Nur wenn wir grundsätzlich unvoreingenommen dazu bereit sind Menschen anzunehmen, so wie sie sind, werden wir unserem christlichen Glauben gerecht! Wenn wir Jesus Botschaft, dem christlichen Gedanken nachfolgen wollen, dann werden wir unsere Herzen und Türen für alle Menschen öffnen – so wie Jesus es tat.

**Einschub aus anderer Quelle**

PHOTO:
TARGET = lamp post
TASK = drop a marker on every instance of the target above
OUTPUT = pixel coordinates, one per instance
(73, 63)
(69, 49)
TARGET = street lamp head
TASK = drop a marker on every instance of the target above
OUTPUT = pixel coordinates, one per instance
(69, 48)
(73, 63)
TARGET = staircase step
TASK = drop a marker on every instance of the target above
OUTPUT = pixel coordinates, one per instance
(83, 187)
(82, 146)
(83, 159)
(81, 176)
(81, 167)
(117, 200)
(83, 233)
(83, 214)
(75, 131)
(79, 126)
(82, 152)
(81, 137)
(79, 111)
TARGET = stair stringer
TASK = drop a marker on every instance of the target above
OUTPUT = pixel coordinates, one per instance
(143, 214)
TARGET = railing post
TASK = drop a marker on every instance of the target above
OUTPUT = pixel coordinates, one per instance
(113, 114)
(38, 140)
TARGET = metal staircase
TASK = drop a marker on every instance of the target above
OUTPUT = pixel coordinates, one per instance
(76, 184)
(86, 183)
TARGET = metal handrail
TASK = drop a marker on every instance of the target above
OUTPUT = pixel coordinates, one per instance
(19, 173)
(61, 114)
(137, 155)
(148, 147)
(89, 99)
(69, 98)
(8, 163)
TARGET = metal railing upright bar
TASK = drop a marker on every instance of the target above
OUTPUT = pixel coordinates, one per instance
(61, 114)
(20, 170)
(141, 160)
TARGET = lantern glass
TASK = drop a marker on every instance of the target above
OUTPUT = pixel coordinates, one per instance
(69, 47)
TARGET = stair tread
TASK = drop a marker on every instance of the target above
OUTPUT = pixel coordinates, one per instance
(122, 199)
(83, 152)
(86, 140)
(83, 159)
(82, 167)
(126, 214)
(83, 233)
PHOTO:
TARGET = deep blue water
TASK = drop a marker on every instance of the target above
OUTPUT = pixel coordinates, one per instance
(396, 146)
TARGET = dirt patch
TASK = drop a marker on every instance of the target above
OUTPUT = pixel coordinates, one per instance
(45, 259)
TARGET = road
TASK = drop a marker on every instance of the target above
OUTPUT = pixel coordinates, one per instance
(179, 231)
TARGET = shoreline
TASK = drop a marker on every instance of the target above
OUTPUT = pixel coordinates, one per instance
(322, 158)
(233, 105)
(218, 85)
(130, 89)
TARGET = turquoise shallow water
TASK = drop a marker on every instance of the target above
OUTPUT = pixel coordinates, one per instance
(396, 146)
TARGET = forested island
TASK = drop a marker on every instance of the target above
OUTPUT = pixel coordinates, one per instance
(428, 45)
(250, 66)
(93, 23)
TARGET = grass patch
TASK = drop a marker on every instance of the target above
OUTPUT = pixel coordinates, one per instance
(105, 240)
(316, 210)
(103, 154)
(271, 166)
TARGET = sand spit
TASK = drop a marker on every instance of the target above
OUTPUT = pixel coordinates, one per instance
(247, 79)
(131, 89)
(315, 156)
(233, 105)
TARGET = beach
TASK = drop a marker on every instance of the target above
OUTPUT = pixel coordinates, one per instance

Wenn Menschen sich von uns distanzieren, weil sie nicht dem christlichen Ansatz folgen wollen, dann steht ihnen das frei. Wir alle sollten aber überdenken, wenn Menschen mit uns zusammen in der Gemeinschaft Jesus nachfolgen wollen, wir es ihnen aber verwehren, aus welchen Gründen auch immer. Dem christlichen Gedanken folgend wäre es richtig, die oben aufgezeigte Perspektive Jesu einzunehmen: Jeder Mensch, der zu uns kommt, ist ein Gottesgeschenk! Darum sind unsere Türen und Herzen offen, und wir begegnen und erfahren zusammen Gottes Liebe.
In diesem Sinne wünsche ich Ihnen gute Gedanken, bei Begegnungen mit der Jahreslosung und ein erfolgreiches Jahr 2022, mit Perspektive und Zuversicht!